Gallo created many of his paintings of ships in response to Foucault’s text, particularly the manner in which Foucault links the ubiquitous gothic image to the emergence of an overall effort to exclude the impoverished, mentally ill, sexually deviant, handicapped, etc. from the streets of early modern European cities. Foucault cites specific instances in which municipalities relied on the services of boatman to deal with the growing problems of modern indigence. “Navigation delivers man to the uncertainty of fate” he wrote in one of many moving passages. “On water, each of us is in the hands of his own destiny; every embarkation is, potentially, the last. It is for the other world that the madman sets sail in his fools’ boat; it is from the other world the he comes when he disembarks. The madman’s voyage is at one a rigorous division and absolute Passage.”

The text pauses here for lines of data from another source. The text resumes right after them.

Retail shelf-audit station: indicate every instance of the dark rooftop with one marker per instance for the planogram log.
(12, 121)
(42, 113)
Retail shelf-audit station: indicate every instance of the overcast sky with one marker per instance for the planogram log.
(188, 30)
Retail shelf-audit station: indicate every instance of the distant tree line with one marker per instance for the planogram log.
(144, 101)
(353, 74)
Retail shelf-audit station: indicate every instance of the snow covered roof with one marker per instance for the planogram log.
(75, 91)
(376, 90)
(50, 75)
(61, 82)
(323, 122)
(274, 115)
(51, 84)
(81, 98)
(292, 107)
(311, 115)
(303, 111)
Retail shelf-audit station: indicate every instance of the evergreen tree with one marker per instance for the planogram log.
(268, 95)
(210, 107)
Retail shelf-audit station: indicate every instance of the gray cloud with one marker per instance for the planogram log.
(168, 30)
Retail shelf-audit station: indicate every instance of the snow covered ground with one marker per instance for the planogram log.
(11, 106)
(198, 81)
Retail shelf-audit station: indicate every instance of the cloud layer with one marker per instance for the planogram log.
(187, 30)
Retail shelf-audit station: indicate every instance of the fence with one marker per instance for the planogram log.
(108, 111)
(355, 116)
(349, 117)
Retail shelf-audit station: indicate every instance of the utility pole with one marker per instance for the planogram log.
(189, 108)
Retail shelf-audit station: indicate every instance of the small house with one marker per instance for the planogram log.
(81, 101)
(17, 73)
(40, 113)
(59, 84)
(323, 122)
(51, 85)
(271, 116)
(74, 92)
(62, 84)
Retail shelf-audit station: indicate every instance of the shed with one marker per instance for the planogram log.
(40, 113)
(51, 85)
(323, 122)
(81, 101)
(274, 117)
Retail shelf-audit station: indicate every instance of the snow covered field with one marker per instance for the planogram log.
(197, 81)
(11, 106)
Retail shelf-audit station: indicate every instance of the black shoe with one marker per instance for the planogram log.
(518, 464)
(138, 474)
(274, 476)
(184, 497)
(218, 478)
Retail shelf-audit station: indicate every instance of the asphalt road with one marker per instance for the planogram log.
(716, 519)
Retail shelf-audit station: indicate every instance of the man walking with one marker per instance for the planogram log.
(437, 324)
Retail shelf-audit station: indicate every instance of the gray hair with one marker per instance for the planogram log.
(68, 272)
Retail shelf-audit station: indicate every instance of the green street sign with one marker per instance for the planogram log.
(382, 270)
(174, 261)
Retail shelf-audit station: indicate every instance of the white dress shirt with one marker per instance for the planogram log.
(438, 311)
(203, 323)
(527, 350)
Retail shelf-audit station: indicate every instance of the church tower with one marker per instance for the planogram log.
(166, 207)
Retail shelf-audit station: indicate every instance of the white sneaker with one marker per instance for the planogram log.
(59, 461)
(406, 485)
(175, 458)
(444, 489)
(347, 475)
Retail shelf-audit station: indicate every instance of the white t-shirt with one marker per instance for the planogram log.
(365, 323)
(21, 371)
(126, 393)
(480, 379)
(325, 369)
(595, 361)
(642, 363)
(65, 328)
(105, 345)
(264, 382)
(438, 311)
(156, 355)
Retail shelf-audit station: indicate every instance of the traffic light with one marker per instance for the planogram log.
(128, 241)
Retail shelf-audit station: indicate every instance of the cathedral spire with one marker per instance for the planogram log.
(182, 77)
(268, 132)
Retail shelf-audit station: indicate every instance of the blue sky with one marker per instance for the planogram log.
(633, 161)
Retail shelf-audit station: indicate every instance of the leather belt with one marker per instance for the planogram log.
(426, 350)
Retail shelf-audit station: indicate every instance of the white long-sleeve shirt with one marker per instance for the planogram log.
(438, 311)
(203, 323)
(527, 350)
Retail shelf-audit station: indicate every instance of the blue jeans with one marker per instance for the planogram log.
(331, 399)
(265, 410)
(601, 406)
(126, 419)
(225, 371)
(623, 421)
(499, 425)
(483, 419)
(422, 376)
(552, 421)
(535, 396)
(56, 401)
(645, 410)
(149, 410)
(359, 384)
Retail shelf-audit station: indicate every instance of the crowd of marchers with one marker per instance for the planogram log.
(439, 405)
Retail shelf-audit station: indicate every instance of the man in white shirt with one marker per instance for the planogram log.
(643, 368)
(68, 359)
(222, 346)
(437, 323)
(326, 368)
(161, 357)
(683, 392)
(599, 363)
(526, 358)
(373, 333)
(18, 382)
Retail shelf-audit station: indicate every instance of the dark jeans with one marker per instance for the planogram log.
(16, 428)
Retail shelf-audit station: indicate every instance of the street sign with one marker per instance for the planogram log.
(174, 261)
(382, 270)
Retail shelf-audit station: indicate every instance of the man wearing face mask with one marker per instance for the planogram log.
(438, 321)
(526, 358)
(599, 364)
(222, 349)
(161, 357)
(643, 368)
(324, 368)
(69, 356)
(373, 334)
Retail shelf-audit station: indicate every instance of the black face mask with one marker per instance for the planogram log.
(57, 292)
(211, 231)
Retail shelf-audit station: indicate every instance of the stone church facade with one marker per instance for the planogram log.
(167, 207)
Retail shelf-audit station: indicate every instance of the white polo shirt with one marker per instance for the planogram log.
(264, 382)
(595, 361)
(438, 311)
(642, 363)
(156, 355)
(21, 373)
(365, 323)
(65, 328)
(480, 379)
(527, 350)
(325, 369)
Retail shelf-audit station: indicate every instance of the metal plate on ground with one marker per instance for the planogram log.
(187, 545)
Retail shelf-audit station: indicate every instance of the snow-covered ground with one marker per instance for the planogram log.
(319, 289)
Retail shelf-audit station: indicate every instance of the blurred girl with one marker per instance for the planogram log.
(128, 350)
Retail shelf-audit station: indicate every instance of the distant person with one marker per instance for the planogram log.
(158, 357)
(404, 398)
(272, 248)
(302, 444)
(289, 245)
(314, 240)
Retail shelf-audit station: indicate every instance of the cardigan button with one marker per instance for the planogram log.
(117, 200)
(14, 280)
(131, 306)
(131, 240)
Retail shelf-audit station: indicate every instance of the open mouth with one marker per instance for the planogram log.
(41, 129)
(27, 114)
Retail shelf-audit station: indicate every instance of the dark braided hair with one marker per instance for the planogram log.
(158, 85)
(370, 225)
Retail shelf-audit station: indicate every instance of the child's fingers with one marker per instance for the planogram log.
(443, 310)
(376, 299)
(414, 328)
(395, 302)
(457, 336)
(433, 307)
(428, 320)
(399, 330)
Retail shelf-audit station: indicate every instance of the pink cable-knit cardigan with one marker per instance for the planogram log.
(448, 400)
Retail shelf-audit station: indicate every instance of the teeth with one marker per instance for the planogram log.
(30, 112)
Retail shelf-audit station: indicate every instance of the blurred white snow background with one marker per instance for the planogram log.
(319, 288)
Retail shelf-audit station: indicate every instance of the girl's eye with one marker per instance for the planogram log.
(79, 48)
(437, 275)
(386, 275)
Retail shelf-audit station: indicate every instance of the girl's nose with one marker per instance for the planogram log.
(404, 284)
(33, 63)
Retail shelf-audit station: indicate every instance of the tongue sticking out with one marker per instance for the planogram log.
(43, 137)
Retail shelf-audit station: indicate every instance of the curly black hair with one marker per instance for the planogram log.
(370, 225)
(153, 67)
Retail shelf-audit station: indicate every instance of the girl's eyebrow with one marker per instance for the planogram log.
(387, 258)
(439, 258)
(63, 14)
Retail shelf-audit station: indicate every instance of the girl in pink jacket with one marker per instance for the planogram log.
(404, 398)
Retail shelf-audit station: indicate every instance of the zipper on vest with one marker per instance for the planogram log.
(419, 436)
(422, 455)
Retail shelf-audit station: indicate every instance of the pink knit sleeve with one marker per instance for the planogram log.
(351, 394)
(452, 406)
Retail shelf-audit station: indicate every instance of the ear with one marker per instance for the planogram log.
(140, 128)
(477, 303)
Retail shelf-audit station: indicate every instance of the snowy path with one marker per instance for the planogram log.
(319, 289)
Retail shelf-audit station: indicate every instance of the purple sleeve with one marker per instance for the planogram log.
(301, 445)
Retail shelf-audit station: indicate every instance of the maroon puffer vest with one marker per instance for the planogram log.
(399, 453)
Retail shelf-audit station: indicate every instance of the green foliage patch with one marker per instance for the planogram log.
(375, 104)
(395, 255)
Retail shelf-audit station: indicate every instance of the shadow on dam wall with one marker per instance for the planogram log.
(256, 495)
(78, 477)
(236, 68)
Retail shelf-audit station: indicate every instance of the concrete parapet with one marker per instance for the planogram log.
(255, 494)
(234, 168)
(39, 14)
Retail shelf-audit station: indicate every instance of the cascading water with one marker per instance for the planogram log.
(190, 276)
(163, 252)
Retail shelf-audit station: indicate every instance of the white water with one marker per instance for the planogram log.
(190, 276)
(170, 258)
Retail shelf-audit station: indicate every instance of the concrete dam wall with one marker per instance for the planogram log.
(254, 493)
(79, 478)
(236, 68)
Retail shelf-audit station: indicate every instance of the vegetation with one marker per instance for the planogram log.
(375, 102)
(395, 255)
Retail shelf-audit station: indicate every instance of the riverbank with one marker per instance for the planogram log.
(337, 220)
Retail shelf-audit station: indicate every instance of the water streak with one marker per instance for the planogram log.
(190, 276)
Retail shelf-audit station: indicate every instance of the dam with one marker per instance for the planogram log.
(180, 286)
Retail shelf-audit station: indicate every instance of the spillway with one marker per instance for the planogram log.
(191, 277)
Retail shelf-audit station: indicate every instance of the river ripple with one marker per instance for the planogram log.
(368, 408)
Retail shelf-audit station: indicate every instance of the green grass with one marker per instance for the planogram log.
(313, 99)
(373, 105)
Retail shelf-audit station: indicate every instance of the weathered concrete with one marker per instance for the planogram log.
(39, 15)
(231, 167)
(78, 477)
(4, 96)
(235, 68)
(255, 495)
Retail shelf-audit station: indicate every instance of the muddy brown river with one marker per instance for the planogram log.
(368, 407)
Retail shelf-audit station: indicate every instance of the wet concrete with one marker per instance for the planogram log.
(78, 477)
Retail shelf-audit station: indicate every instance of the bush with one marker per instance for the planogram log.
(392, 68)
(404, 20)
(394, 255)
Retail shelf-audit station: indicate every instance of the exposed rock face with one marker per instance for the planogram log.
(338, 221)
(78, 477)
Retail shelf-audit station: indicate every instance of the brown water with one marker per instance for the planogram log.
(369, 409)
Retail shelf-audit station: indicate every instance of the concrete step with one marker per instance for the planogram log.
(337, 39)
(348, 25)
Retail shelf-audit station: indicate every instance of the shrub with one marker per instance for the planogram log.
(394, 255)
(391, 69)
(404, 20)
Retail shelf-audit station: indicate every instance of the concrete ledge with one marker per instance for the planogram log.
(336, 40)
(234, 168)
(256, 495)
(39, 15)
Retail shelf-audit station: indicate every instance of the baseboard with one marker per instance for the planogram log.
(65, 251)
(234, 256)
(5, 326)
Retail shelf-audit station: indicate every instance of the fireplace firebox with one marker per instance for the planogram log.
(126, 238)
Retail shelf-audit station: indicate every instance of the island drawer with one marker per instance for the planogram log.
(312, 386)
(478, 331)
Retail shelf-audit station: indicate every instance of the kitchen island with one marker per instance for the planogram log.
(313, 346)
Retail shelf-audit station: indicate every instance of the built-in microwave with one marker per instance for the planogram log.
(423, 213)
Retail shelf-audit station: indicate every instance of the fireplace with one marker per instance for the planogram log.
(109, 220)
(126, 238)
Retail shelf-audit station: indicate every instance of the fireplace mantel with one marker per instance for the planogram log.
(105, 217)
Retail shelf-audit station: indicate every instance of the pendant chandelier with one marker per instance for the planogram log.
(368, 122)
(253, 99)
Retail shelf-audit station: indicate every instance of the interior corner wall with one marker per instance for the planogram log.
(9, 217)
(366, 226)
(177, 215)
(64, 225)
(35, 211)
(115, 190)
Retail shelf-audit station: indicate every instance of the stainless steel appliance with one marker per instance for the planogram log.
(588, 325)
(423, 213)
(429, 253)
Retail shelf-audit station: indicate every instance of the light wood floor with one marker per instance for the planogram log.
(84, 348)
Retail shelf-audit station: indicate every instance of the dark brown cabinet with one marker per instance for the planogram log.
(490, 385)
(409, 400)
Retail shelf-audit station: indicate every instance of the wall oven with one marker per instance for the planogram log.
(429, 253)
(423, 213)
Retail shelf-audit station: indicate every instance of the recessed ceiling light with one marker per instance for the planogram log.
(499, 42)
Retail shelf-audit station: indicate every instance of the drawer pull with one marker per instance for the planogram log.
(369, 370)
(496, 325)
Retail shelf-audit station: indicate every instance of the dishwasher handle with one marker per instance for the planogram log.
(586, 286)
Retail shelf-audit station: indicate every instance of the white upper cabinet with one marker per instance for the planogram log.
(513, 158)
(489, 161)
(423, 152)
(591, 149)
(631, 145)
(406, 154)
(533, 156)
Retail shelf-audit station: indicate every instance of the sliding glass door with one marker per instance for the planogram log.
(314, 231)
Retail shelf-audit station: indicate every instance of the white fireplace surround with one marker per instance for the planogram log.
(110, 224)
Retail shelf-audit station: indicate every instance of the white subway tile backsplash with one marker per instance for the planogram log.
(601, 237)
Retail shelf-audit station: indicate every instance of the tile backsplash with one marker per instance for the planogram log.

An artist and writer, Peter Gallo was born in Rutland, Vermont, in 1959. He received a B.A. from Middlebury College, and an M.A. and a Ph.D. in Art History from Concordia University in Montreal. His dissertation addresses the impact of medicalization and biopolitics on modern and contemporary artistic experience. Gallo worked as a case manager at a mental health center in rural Vermont for many years and organized art workshops in day treatment centers, elder centers, and group homes as a member of the Grass Roots Art and Community Efforts (GRACE). He has exhibited extensively throughout the United States and Europe. Solo exhibitions of his work have been seen at White Columns, New York (2005); Horton Gallery, New York (2010, 2011); Anthony Reynolds Gallery, London (2012); Douglas Hyde Gallery, Trinity College, Dublin (2014); and Anthony Reynolds Gallery/àngels barcelona, Barcelona (2016). An exhibition is scheduled for 2020 at the Musée des Arts Contemporains de la Fédération Wallonie-Bruxelles at the Grand-Hornu, in Hornu, Belgium, curated by Denis Gielen. Gallo lives and works in Hyde Park, Vermont.
The project is curated by Joseph R. Wolin – a curator and critic of contemporary art based in New York. Wolin has curated more than 25 exhibitions since 1994, including The Royal Art Lodge: Ask the Dust, which traveled to six venues in four countries during 2003–05; Open This End: Contemporary Art from the Collection of Blake Byrne, which traveled to four American university art galleries in 2015–16; and Living Together, a six month series of mostly performance art events at Miami Dade College in 2018. He has authored more than 200 art exhibition reviews for Time Out New York since 2006 and has also written for The New Yorker, Canadian Art, Modern Painters, Garage, and Glasstire, among other publications. He was the Art Critic in Residence at the Bronx Museum in 2012–13 and since 2002 has served as a founding board member of Participant, Inc., in New York.